【第78号】部下を失望させないために

1.聴く耳を持っているか

 経営トップであれ、部門長であれ、部下からの報告や相談に耳を傾けることが必要である。「言ってもムダ」「言うと損をする」という思いを部下が持ってしまったら、組織が機能しなくなる。つまり、チームワームも無くなってしまい、1+1が2未満になってしまう。「聞く」と「聴く」は違う。ある方が言っていたが、「聴く」とは耳だけでなく、目と心で聞くことである。しっかりと話している相手を見つめ、真剣に言葉を聞き漏らさないようにする姿勢。仕事の合間に、話している部下の方に身体を向けずに、「ふんふん」聞いているのでは、ダメである。
 部下の言う通りにしろ、ということではない。まず、「受け止め」なさい、ということである。そして、それが正しいのなら採用する、ということである。

2.明確な方針を伝えているか

 部下は自分が、自分の所属している組織がどちらに向かっているのかを知りたいと思っているし、示して欲しいと思っている。それが見えないとやはり不安なのだ。
 ところが、トップの中にはそれを示さない場合もあるし、トップが示しても幹部がそれを“部下のわかる言葉”で伝えていない場合もある。重要なのは、部下がそれを「理解している」ことである。
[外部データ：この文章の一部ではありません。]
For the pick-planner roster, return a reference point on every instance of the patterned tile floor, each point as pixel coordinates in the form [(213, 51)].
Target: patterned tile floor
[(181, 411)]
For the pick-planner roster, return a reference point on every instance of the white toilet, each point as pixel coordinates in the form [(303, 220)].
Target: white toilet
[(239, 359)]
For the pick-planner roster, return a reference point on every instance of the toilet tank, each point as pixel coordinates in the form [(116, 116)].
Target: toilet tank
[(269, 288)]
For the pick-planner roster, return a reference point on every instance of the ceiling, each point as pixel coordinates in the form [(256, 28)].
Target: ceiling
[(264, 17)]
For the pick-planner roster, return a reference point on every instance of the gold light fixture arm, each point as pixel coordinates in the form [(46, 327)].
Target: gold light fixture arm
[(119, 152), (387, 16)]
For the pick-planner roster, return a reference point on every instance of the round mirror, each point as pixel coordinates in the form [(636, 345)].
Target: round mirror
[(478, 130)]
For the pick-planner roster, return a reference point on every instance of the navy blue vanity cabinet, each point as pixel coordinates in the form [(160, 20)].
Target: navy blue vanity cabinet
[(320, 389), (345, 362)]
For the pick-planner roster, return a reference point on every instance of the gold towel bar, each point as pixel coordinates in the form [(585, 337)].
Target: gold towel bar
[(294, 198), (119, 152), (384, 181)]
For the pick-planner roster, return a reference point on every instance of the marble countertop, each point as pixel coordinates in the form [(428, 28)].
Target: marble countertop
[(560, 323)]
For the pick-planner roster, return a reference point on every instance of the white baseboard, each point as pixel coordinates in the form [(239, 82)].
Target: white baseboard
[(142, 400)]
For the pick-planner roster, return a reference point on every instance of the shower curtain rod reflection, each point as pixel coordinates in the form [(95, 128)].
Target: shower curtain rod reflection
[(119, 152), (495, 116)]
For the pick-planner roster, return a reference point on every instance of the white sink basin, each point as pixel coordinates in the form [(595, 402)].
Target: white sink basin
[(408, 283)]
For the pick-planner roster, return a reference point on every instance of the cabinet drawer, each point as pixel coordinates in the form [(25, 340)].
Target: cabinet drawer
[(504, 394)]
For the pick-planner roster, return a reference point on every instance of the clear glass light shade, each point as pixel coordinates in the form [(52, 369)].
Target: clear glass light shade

上司が「伝えていること」ではない。「おれはちゃんと伝えた」と言われても、部下がそれを理解していなければ意味がない。
 「何を考えているのか、わからない」という状態が一番困るのである。コミュニケーションの問題もあるし、信頼関係の構築という課題もある。しっかりとした意思疎通ができる関係が必要である。

3.自分の思いを補完する制度を作っているか

 会社には様々な仕組みがあるが、それがトップの方針や部門長の方針を伝える、実行させるための補完する制度となっている必要がある。
 賃金を決定する仕組みや処遇を決定する仕組みなどは、トップの人に対する思いを実現する制度であるし、目標管理制度などは、組織の責任者がどうやって目標を達成させるかの思いや考えを反映させる仕組みである。
 社内にある「制度」は、単目的で存在するのではない。組織を有機的に機能させるものであり、それを活用させることで、社内のコミュニケーションを活発にさせ、思いを共有化するものである。
 諸制度の整備状況の確認だけでなく、活用状況やその目的と成果を確認し、うまく連携が図れているか、相乗効果が出ているのか、まで確認することが重要である。